Analysis | The weather of Washington’s future: Hellish heat and high water, says Trump administration climate report
On the afternoon of Black Friday, the Trump administration stealthily rolled out the voluminous National Climate Assessment, which describes – region by region across the United States – how global warming is affecting our weather, our communities and the environment. And it details how these warming-induced changes will intensify in the coming decades.
Last Friday, the National Climate Assessment was released, detailing the future climate and weather for each region, of the United States.

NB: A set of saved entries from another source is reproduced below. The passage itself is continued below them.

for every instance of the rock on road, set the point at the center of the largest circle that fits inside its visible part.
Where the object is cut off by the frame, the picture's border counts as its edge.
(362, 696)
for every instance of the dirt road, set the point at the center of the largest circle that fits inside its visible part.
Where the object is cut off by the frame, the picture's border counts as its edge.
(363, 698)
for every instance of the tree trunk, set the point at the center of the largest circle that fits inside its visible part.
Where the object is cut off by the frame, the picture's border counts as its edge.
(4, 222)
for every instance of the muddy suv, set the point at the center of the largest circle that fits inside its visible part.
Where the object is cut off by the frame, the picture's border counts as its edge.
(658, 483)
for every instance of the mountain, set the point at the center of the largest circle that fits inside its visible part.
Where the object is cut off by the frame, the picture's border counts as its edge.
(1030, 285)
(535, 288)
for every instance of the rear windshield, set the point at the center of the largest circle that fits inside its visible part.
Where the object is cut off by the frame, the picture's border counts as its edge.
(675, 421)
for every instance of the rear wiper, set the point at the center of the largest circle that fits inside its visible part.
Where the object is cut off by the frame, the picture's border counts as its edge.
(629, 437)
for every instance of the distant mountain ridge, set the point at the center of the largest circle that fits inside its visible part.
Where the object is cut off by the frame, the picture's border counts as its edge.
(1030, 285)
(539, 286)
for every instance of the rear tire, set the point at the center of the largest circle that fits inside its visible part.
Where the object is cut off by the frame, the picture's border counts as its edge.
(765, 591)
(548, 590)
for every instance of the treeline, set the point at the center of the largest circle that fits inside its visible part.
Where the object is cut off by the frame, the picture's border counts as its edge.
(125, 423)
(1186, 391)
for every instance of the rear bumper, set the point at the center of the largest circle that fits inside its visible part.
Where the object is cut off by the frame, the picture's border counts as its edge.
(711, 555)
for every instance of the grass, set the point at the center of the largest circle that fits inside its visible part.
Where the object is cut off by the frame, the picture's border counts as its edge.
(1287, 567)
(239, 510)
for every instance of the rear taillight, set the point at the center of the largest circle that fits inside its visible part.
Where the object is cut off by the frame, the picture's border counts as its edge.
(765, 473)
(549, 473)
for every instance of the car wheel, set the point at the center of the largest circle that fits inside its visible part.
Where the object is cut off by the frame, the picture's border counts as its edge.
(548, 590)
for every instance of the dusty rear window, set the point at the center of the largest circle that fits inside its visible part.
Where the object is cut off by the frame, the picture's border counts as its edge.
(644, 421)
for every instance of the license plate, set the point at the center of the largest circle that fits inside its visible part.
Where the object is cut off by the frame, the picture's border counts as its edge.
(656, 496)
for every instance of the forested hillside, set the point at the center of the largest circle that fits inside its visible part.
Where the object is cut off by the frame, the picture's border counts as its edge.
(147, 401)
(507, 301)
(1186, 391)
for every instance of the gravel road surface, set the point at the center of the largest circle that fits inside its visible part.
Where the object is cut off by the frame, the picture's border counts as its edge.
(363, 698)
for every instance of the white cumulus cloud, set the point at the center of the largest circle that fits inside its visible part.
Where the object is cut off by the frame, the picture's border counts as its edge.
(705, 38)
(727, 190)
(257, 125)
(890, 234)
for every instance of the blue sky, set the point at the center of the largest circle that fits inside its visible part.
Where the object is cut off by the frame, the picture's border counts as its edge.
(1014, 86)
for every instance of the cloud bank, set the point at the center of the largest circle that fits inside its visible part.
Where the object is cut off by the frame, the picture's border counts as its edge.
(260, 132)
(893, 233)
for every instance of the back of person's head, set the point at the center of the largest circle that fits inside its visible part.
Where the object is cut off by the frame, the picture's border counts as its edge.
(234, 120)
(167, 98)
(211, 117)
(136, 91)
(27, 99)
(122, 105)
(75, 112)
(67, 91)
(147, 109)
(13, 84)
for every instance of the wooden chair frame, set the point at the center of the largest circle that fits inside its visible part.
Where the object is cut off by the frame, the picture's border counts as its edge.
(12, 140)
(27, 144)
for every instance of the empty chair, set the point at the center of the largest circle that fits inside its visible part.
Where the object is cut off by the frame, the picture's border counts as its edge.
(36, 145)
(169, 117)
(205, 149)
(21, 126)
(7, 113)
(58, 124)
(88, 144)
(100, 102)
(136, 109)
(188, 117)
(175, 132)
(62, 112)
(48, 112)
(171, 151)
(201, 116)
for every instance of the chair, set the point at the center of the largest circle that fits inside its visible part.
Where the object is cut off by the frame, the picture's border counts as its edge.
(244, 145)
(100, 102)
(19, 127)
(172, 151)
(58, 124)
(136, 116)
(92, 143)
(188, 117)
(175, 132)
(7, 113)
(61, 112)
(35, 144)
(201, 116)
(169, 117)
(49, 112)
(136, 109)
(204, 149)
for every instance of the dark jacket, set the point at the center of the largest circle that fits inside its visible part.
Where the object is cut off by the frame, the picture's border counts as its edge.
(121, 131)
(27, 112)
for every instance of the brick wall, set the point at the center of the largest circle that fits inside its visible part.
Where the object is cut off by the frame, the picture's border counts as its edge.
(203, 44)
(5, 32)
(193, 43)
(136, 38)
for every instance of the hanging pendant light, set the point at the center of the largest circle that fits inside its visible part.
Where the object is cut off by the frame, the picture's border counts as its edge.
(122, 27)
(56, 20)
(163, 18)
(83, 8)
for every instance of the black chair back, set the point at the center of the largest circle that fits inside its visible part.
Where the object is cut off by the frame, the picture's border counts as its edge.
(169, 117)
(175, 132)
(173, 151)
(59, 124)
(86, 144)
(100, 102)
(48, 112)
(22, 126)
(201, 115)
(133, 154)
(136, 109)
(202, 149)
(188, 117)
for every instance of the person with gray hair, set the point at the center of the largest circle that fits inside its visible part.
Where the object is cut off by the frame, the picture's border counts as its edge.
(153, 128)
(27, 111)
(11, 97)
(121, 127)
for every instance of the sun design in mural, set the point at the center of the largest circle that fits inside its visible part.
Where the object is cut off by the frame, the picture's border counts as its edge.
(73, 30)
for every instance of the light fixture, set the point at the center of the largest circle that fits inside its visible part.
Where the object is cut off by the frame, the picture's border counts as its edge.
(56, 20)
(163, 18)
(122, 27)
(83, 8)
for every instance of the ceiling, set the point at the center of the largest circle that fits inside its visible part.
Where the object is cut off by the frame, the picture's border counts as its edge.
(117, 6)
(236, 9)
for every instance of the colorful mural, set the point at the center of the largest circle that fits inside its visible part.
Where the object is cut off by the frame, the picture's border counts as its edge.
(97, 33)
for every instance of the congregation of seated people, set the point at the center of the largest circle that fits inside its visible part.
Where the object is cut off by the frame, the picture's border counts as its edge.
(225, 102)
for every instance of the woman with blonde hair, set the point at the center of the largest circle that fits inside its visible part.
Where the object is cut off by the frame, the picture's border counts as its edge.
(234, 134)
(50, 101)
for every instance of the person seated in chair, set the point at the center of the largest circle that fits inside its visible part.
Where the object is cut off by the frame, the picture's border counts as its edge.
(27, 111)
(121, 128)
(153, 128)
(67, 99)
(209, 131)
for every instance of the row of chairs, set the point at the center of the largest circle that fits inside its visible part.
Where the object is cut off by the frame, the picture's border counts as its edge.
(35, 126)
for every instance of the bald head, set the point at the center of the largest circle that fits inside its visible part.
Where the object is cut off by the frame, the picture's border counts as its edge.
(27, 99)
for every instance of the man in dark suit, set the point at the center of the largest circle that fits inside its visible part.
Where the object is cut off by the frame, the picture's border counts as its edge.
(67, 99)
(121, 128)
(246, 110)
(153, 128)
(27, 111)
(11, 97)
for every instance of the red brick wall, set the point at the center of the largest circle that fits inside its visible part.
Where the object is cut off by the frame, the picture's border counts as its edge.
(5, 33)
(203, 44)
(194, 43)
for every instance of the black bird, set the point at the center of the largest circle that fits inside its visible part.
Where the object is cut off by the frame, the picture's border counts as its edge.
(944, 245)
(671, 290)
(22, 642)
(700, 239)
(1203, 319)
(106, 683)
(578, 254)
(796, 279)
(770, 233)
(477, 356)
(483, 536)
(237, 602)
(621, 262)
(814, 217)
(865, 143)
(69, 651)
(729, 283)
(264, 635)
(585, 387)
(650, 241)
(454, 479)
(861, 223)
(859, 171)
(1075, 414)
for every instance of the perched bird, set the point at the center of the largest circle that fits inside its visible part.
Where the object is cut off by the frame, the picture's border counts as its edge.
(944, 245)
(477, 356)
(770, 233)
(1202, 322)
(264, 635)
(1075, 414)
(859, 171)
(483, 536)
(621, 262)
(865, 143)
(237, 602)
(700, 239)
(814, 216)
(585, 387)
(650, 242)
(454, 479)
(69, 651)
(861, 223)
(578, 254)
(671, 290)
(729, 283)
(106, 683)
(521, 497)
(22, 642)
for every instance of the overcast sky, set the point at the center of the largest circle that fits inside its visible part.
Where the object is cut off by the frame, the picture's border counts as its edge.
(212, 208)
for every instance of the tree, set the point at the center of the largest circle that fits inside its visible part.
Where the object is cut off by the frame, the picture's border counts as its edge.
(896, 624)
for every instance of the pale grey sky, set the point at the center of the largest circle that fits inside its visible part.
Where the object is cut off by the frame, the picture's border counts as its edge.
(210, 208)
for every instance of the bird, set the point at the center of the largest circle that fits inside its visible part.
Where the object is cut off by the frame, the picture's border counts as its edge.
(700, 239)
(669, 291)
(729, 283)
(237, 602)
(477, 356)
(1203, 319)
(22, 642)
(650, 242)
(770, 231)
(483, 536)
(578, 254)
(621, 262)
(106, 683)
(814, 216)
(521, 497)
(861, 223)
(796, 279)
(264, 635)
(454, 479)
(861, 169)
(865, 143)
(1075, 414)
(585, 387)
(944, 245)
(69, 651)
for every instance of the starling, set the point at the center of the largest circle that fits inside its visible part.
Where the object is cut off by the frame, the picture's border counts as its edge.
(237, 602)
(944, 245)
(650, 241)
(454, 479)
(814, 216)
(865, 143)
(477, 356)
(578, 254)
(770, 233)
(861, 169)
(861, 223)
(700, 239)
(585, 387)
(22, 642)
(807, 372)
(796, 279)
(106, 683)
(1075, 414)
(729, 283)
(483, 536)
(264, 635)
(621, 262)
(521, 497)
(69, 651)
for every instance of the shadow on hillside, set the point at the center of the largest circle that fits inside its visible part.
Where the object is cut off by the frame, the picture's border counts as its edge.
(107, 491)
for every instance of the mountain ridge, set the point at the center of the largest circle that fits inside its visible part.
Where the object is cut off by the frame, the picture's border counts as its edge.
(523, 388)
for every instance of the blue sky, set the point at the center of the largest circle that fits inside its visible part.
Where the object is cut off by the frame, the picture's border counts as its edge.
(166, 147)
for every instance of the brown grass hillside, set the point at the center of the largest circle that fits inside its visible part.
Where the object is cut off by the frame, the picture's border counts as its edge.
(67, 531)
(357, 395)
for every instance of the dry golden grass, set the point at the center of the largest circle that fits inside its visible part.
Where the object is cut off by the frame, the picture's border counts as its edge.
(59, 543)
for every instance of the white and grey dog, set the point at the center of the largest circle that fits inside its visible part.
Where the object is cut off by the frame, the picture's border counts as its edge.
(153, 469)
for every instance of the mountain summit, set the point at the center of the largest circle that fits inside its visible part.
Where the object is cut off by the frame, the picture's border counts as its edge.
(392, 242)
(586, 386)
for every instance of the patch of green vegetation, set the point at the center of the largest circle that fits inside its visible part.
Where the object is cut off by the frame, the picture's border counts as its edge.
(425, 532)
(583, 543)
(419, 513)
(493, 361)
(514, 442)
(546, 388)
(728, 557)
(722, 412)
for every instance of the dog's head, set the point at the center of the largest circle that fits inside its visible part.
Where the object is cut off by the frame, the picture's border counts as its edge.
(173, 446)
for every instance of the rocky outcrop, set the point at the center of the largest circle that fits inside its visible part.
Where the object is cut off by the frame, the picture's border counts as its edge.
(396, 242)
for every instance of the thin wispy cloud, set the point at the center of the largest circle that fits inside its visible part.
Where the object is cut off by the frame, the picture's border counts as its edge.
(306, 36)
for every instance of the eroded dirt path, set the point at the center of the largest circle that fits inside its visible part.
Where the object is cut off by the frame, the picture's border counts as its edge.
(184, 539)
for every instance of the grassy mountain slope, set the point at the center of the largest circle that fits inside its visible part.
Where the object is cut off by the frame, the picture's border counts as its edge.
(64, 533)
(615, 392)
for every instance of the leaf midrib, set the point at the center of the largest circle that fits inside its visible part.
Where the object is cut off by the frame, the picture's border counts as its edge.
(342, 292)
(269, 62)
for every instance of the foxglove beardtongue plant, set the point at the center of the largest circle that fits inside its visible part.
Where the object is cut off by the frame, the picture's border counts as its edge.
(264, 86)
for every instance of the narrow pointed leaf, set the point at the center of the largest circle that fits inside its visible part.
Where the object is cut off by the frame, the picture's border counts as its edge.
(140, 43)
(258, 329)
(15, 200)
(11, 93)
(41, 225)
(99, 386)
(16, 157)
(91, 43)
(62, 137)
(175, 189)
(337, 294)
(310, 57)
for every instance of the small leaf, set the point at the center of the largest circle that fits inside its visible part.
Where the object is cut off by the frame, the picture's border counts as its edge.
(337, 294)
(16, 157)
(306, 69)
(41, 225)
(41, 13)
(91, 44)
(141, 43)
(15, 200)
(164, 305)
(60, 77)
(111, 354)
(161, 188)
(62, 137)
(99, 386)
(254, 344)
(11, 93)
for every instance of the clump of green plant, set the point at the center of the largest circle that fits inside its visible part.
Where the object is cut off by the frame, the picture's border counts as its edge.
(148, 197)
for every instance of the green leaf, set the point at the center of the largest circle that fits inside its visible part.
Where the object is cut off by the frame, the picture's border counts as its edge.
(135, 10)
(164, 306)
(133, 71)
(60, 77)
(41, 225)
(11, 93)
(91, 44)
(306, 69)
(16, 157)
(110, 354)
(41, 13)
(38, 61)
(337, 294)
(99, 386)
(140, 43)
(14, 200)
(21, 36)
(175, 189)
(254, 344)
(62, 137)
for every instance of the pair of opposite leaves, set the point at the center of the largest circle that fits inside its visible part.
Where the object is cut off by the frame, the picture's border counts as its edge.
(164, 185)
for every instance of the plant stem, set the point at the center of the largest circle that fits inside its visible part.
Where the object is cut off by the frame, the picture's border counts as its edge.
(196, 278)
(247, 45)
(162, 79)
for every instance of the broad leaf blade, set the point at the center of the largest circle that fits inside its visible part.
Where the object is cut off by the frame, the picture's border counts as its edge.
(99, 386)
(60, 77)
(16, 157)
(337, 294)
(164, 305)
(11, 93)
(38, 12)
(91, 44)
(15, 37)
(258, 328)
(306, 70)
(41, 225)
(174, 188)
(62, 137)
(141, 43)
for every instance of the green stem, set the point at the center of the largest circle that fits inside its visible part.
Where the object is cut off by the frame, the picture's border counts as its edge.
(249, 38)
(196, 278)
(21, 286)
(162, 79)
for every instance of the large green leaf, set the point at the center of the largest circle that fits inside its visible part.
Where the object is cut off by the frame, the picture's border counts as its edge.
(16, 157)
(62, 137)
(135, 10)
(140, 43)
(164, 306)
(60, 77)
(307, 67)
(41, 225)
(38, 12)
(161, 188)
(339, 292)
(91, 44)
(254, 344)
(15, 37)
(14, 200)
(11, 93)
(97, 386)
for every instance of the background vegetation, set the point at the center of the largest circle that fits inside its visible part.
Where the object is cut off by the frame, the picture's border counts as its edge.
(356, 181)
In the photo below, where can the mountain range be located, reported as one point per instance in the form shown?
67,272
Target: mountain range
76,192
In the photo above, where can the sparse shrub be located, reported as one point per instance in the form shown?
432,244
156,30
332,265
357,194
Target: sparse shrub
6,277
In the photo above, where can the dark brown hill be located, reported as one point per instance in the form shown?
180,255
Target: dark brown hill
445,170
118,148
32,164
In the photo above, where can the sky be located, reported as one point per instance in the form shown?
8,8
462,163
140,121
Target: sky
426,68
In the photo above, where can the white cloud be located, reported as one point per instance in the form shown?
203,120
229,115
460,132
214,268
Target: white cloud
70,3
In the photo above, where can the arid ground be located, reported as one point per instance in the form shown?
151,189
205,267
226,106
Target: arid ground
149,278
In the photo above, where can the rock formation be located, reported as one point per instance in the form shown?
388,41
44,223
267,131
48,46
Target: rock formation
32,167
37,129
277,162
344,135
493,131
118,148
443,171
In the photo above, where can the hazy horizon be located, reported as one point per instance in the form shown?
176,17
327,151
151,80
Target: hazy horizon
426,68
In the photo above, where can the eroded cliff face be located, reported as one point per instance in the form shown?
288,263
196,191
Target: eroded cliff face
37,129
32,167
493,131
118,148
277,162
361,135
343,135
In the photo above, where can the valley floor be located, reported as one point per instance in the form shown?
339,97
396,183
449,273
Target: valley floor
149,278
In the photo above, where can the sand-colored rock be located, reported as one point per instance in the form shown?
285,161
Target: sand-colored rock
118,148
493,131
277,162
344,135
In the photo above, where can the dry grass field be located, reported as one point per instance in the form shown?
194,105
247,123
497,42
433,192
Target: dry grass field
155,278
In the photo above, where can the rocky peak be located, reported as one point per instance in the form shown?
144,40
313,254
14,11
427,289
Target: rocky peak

According to the report, cities are heating up, terential downpours are intensifying and the snow season is shrinking. For our coastal regions, water levels are rising and will continue to get worse if greenhouse gas emissions continue to go unchecked.
Black Sea Grill ‘happy to reopen,’ five months after water-damage closed the restaurant | Port City Daily
WILMINGTON – In June, water damage shuttered the Turkish and Mediterranean restaurant, located on South Front Street in downtown Wilmington. This week, Chef Cem Aktas and his wife Kristen, said they were pleased to be reopening. When a pipe in a condo upstairs from the restaurant burst, the damage forced the restaurant to close immediately.
Black Sea Grill will reopen, after being shutdown for water damage. The restaurant, in Wilmington, NC, closed due to a pipe burst in the condo above it; it resulted in sever water damage, that was very difficult to fix.
Most companies engaged in water stewardship find themselves seeking partners to help address water stress in shared watersheds. Historically, such engagement often has been coordinated at the local level after a production facility has conducted a detailed quantification of water stress and identified the associated risks to their business.
In an effort to get ahead of the need for partnership, Procter & Gamble decided to detail its highest water stress locations and openly invite others to partner with them during a session at Stockholm World Water Week.
Mere sunlight can be used to eradicate pollutants in water: Chemists present new process to produce hydrated electrons
Advances in environmental technology: You don’t need complex filters and laser systems to destroy persistent pollutants in water. Chemists have developed a new process that works using mere sunlight. The process is so simple that it can even be conducted outdoors under the most basic conditions.
You don’t need complex systems to destroy pollutants in water. Chemists at Martin Luther University Halle-Wittenberg have developed a new process that works using mere sunlight.